Meta Tag Generator
Generate HTML meta tags for title, description, robots, language, and author.
HTML Meta Tag Generator for Page Metadata
A meta tag generator creates HTML metadata tags from the information you enter into a form. This Gouho tool is focused on core page metadata: site title, site description, site keywords, robots indexing and following directives, content type, language, optional revisit-after timing, and optional author information. After you submit the form, the result gives you copyable HTML meta tags and a plain text version that can be saved as a TXT file.
The tool is useful when you need a clean starting point for a page head, a small static website, a template update, or a quick metadata draft. It does not replace editorial judgment or technical SEO review. It gives you structured HTML output, then you decide whether the title, description, robots settings, and optional tags match the page’s real purpose.
How to Use the Meta Tag Generator
- Enter the Site Title. Keep it specific to the page, not only the website name.
- Enter the Site Description. Write a short, readable summary that explains what the page offers.
- Add Site Keywords if you need the legacy keywords tag for your project. Separate keyword phrases with commas.
- Choose whether robots should index the page.
- Choose whether robots should follow links on the page.
- Select the content type option, such as UTF-8 or UTF-16.
- Select the page language from the visible language menu.
- Choose a revisit-after value if you want that optional tag included, or leave it at the neutral option when it is not needed.
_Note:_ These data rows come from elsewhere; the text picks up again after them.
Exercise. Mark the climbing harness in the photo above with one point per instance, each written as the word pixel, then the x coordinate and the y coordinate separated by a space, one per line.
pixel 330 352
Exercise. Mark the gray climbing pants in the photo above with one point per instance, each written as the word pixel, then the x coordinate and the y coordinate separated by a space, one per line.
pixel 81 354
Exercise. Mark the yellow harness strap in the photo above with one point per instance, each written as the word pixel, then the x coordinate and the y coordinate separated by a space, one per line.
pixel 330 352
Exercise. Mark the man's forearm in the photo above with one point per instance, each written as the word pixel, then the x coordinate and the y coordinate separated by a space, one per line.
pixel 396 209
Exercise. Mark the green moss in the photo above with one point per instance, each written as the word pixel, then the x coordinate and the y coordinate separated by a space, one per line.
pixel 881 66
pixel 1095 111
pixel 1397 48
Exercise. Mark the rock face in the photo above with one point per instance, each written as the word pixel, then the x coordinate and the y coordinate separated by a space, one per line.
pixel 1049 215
- Add an Author value when the page should include an author meta tag.
- Click Generate, then copy the generated tags or save the plain text output as a TXT file.
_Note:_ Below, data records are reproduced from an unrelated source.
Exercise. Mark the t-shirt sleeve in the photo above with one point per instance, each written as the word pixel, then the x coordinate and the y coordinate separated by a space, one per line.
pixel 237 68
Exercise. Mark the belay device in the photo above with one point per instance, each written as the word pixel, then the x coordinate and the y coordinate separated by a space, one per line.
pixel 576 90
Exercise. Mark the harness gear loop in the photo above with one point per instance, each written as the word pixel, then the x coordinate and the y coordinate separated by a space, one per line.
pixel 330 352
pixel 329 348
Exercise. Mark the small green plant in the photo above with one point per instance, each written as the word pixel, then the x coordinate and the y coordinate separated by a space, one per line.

The result area shows highlighted generated tags and provides Copy to Clipboard and Save as TXT actions. Copy is the fastest option when you are pasting into a template or CMS field. Save as TXT is useful when you want to send the generated code to a developer, keep a local record, or compare draft versions later.
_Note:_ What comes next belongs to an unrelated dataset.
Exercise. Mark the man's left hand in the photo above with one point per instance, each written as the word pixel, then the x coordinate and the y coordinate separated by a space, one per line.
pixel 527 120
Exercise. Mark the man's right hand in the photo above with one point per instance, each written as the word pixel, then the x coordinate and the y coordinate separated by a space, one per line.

What Each Generated Tag Is For
Title and Description Tags
The title and description should be treated as editorial fields, not mechanical placeholders. The title helps identify the page topic, while the description explains the page in a compact sentence or two. Before generating tags, write these fields for the exact page you are working on. A homepage, article, tool page, contact page, and product page should not share the same metadata.
Robots Index and Follow Directives
The index and follow choices are converted into a robots meta tag. Choose index when the page is meant to appear in search results. Choose noindex for pages that should stay out of search, such as some internal, duplicate, temporary, or low-value pages. Choose follow when crawlers may follow links on the page. Choose nofollow only when you have a specific reason to discourage link following from that page.
Charset, Language, Author, and Revisit-After
The content type option creates a charset-related tag. For most modern pages, UTF-8 is the practical default. The language field adds language metadata. The author field is optional and should be used only when an author tag is meaningful for your site. The revisit-after tag is also optional and may not be used by major search engines as a ranking signal, but some site owners still include it for legacy metadata consistency.
When This Generator Is the Right Tool
- Building a new static page: generate a basic metadata block before adding it to the page head.
- Preparing a CMS template: draft the fields that a developer or editor needs to map into the template.
- Creating a quick metadata sample: show a client or teammate what the generated HTML will look like.
- Testing robots choices: compare index/follow combinations before choosing the final directive.
- Documenting a metadata update: save the TXT output so the exact requested tags are easy to review later.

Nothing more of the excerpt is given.